Texte intégral
4ème Chambre
ARRÊT N° 396
N° RG 21/01916
N° Portalis DBVL-V-B7F-RPJE
Copie exécutoire délivrée
le :
à :
RÉPUBLIQUE FRANÇAISE
AU NOM DU PEUPLE FRANÇAIS
COUR D'APPEL DE RENNES
ARRÊT DU 24 NOVEMBRE 2022
COMPOSITION DE LA COUR LORS DU DÉLIBÉRÉ :
Président : Madame Hélène RAULINE, Présidente de chambre,
Assesseur : Madame Brigitte DELAPIERREGROSSE, Présidente de chambre,
Assesseur : Madame Nathalie MALARDEL, Conseillère,
GREFFIER :
Monsieur Jean-Pierre CHAZAL, lors des débats et lors du prononcé
DÉBATS :
A l'audience publique du 04 Octobre 2022, devant Madame Nathalie MALARDEL, magistrat rapporteur, tenant seule l'audience, sans opposition des représentants des parties, et qui a rendu compte au délibéré collégial
ARRÊT :
Contradictoire, prononcé publiquement le 24 Novembre 2022 par mise à disposition au greffe, date indiquée à l'issue des débats : 17 Novembre 2022 prorogée au 24 Novembre 2022
****
APPELANT :
Monsieur [J] [U]
né le 09 Mai 1970 à [Localité 6] (44)
[Adresse 4]
[Adresse 4]
Représenté par Me Benoît CHIRON de l'AARPI ASSOCIATION CHIRON-RAGUIN (JURILOIRE), Plaidant/Postulant, avocat au barreau de NANTES
INTIMÉE :
S.A.S. NEXIMMO 68 agissant poursuites et diligences de ses représentants légaux, domiciliés en cette qualité audit siège venant aux droits de la SNC NANTES TRIPODE (dont le siège social est [Adresse 3])
[Adresse 1]
[Adresse 1]
Représentée par Me Gilles APCHER de la SELARL GILLES APCHER, Plaidant/Postulant, avocat au barreau de NANTES
FAITS ET PROCÉDURE
Par acte notarié en date du 31 décembre 2010, M. [J] [U] a acquis en l'état futur d'achèvement auprès de la SNC Nantes Tripode devenue Neximmo 68 un appartement de type 3 situé [Adresse 5] et [Adresse 2] à [Localité 7], moyennant le prix de 188 600 euros TTC.
Suivant mandat du 2 juillet 2012, il a confié la gestion locative de cet appartement à la société Nexity Lamy.

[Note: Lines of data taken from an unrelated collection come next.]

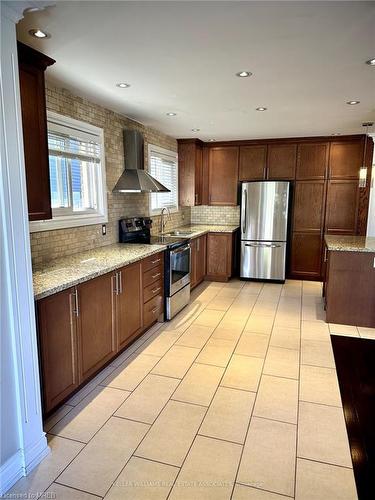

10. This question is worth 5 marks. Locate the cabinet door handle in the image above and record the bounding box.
[242,189,247,233]
[118,271,122,293]
[112,273,118,295]
[72,290,79,316]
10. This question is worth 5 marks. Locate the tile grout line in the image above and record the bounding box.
[44,296,214,496]
[94,284,228,497]
[293,281,304,497]
[166,280,255,500]
[230,285,281,500]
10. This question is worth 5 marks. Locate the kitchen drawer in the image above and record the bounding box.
[143,294,163,328]
[143,265,163,288]
[143,279,163,302]
[142,252,163,273]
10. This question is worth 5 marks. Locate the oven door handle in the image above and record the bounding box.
[171,245,190,255]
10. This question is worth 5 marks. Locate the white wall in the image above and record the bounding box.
[367,134,375,237]
[0,1,49,496]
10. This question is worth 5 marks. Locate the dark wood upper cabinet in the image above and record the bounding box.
[18,43,55,220]
[178,139,203,207]
[293,180,325,233]
[267,144,297,180]
[208,146,239,206]
[296,142,329,180]
[38,288,80,412]
[77,273,116,380]
[239,145,267,181]
[329,139,363,179]
[115,262,143,350]
[325,180,359,234]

Par un courriel du 20 novembre 2012, il a demandé à son mandataire de vérifier certains éléments lors de « la réception définitive. »
L'ouvrage a été livré le 29 novembre 2012.
Par mail du 31 décembre 2012, M. [U] a écrit à son mandataire que certains des points à vérifier n'étaient toujours pas réalisés. Il s'en est suivi de nombreux courriels de M. [U] pour faire réaliser les travaux. Ceux-ci ont été progressivement effectués jusqu'au 24 mars 2017. À cette date a persisté un litige sur le positionnement de la fenêtre du séjour.
Par acte d'huissier en date du 15 novembre 2017, M. [U] a fait assigner la société Nantes Tripode devant le tribunal de grande instance de Nantes en indemnisation de son préjudice moral et pour faire repositionner la fenêtre du séjour ou obtenir le paiement d'une indemnité en compensation.
Par un jugement en date du 22 octobre 2020, le tribunal judiciaire a :
- débouté M. [U] de l'ensemble de ses demandes ;
- condamné le même à verser à la société Nantes Tripode la somme de 2 000 euros en application de l'article 700 du code de procédure civile, ainsi qu'aux dépens ;
- débouté les parties de toutes autres demandes plus amples ou contraires.
M. [U] a interjeté appel de cette décision le 26 mars 2021.
L'instruction a été clôturée le 6 septembre 2022.
PRÉTENTIONS DES PARTIES
Dans ses dernières conclusions en date du 25 juin 2021, M. [U] demande à la cour de :
- recevoir l'appel de M. [U] et le dire bien fondé ;
En conséquence,
- infirmer en toutes ses dispositions le jugement rendu par le tribunal judiciaire de Nantes le 22 octobre 2020 ;
- condamner la société Nantes Tripode à payer à M. [U] les sommes de :
- 9 430 euros au titre de l'indemnisation de son préjudice moral ;
- 10 000 euros au titre de l'indemnisation du préjudice résultant du défaut positionnement de la fenêtre du séjour de son logement ;
- 6 000 euros au titre des frais irrépétibles de première instance et d'appel, sur le fondement de l'article 700 du code de procédure civile ;
- condamner la société Nantes Tripode en tous les dépens.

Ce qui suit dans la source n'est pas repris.